- We have seven boats plus one privately owned.
- Fleet dues are about $300/ yr for the initial 24 folks who each paid a $1500 initiation fee (to buy the boats and the fix-em-up). For members who came in after the boats were capitalized, they pay a higher yearly fee - $450. The yearly maintainance fees take care of bottom cleaning, painting, sail and boat repairs, fittings, line etc for continual upkeep. We find that we can't afford our own boatyard fees so we do our own work or subcontract wherever possible (rather than pay the Gibson Island Yacht Yard prices for work on the boats).
We put together a fleet of seven 210s for about $6,000 each. That includes new Jenkins sails. Split between the 45 or so members this isn't bad. I’ve put untold hours into getting the boats going and had lots of help. It's what I wanted to do. I've enjoyed it.
Our biggest problems are getting members out to sail. We sail the boats doublehanded to maximize the number of boats out. On occasion, we have had a great turnout. The boats, to be honest, are pretty crappy, condition wise. As a sailboat, they are lovely. If I were doing it again, I'd get better 210s to start with. That said, they've held together just fine and seem to be reasonably equal in speed.

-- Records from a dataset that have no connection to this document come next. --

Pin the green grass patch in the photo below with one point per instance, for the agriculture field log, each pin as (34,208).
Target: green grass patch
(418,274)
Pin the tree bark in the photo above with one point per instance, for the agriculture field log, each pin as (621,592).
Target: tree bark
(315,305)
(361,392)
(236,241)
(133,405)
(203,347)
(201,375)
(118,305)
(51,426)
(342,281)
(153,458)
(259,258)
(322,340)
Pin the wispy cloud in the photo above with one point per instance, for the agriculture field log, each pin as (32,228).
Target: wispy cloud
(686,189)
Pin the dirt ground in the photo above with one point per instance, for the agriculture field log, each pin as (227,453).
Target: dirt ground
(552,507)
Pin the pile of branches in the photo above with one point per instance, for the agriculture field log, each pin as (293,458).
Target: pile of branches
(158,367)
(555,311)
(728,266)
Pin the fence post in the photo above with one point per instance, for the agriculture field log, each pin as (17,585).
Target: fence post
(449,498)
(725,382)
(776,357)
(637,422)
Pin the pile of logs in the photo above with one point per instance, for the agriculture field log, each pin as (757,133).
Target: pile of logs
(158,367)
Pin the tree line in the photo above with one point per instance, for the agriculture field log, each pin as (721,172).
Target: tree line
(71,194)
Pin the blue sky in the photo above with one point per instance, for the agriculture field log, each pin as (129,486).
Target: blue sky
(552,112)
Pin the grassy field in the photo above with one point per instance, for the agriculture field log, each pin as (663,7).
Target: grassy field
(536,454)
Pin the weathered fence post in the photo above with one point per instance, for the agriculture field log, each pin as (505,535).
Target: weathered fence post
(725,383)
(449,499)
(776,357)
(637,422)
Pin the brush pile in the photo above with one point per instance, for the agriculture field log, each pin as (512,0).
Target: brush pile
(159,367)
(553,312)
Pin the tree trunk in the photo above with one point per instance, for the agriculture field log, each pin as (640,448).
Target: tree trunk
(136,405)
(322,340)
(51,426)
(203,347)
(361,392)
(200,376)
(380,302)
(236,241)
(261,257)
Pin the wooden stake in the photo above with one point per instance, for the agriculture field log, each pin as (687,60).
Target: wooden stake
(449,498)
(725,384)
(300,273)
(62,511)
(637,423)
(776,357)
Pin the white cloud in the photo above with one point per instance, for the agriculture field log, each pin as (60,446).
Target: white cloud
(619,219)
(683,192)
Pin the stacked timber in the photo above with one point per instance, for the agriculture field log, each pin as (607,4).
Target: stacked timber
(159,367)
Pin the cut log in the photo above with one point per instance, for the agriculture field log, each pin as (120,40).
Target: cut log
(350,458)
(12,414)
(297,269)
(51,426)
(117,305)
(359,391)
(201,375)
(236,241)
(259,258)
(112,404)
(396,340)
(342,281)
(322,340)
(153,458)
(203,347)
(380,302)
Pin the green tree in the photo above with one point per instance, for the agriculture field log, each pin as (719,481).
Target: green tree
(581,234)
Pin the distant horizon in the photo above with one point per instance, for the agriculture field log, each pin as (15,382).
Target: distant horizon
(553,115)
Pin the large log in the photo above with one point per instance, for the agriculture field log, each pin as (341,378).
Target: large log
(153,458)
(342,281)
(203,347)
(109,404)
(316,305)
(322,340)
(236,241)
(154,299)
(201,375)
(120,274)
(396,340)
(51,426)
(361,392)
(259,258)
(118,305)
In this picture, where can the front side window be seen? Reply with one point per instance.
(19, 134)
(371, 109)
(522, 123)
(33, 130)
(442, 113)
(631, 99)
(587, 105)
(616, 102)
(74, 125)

We host a 210 Class event each year and have about a dozen boats racing on the river. We differ from the class in that we only use blade headsails. For that regatta we ask the visitors to just use blade jibs only. Our boats actually do pretty well (probably because we are used to sailing with the smaller blade jibs). Last year we had a huge squall come through and we sank one of our boats on the Magothy River …. two of the out-of-towners swamped but they had floatation and easily bailed out. Ours went down in seconds. We refloated it and all survived.
Any “Earwigoagin” reader is welcome any time to come sail a 210. Most activity happens in the Fall and Winter (after all our other boats are put away). Come join us for more socialist fun, Comrades.